Jährlich fallen Millionen von Tonnen der Weltkartoffelernte Pilzen zum Opfer. Bisher versuchte man, die Pflanzen gegen den Befall resistent zu machen, indem man sie gentechnisch so veränderte, daß sie einen für die Schädlinge toxischen Stoff produzieren – etwa das Enzym Chitinase, welches das Chitin in den Zellwänden der Pilze abbaut. Diese Abwehrmethode hat allerdings den Nachteil, daß sie jeweils nur gegen ein eingeschränktes Sortiment von Schädlingen wirkt.

Günter Strittmatter, ehemaliger Mitarbeiter der Abteilung Biochemie des Max-Planck-Institutes für Züchtungsforschung in Köln und jetzt bei der Firma Plant Genetic Systems in Gent (Belgien) tätig, verfolgt deshalb gemeinsam mit anderen Wissenschaftlern einen neuen Ansatz. Die Idee dazu lieferte die Beobachtung, daß manche Pflanzen auf den Angriff durch einen Krankheitserreger mit dem sogenannten hypersensitiven Zelltod reagieren. Dabei begehen die befallenen Zellen in einem lokal begrenzten Bereich gewissermaßen Selbstmord und entziehen dem Schädling damit den Boden für seine Ausbreitung.

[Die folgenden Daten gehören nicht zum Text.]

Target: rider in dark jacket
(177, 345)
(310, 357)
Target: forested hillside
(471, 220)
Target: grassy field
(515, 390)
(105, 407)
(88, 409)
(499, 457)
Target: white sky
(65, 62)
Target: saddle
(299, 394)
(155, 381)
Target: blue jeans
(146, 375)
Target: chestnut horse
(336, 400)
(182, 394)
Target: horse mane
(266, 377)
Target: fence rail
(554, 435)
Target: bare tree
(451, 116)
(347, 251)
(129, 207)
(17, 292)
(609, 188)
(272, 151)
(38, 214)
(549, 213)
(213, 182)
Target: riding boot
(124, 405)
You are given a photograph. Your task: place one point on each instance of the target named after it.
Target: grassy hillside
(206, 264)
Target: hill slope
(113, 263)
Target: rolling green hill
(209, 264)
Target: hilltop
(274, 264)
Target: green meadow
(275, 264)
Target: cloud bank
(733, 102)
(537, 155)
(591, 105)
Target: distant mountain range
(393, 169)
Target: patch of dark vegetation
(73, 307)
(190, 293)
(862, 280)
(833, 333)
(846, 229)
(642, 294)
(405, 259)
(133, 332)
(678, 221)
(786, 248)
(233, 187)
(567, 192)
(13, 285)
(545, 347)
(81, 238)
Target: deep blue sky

Diese sogenannte Apoptose ist allerdings kompliziert und nicht genügend aufgeklärt, als daß man sie künstlich als Abwehrwaffe einsetzen könnte. Deshalb versuchte Strittmatter auf einfachere Art einen ähnlichen Effekt zu erzielen. Dazu führten er und seine Mitarbeiter in Kartoffeln ein Gen des Bakteriums Bazillus amyloiquefaciens ein, das für die Bildung des Enzyms Barnase verantwortlich ist – einer Ribonuclease, die RNA-Moleküle abbaut. Ohne diese Moleküle, die den Bauplan für die zum Zellstoffwechsel benötigten Proteine tragen, kann keine Zelle überleben.

Durch einen weiteren Trick erreichte Strittmatter, daß die Barnase nur beim Befall durch einen Schädling produziert wird. Dabei nutzte er den Umstand, daß Kartoffelpflanzen in Zellen, die von einem Krankheitserreger attackiert werden, ein Gen namens gst1 anschalten. Für diese Aktivierung (von der noch nicht geklärt ist, wie sie der Schädlingsabwehr dient) sorgt eine davor gelegene Regulationseinheit. Indem Strittmatter diesen sogenannten Promotor mit dem Barnase-Gen von Bazillus amyloiquefaciens kombinierte, stellte er sicher, daß die Ribonuclease nur genau dann produziert wird, wenn ein Schädling angreift.

Allerdings können Gene auch ohne Stimulus in geringem Maße aktiv sein, und die Barnase ist so wirksam, daß geringste Mengen bereits die Zelle töten. Damit also die Kartoffelpflanzen nicht schon von sich aus Schaden nehmen, übertrug Strittmatter zusätzlich das Gen für einen Gegenspieler des Enzyms, der gleichfalls in Bazillus amyloiquefaciens vorkommt. Dieser wird kontinuierlich in geringer Zahl gebildet und neutralisiert die wenigen spontan produzierten Barnase-Moleküle in der Zelle; dagegen kommt er gegen die großen Mengen des Enzyms, die beim Angriff eines Schädlings entstehen, nicht an.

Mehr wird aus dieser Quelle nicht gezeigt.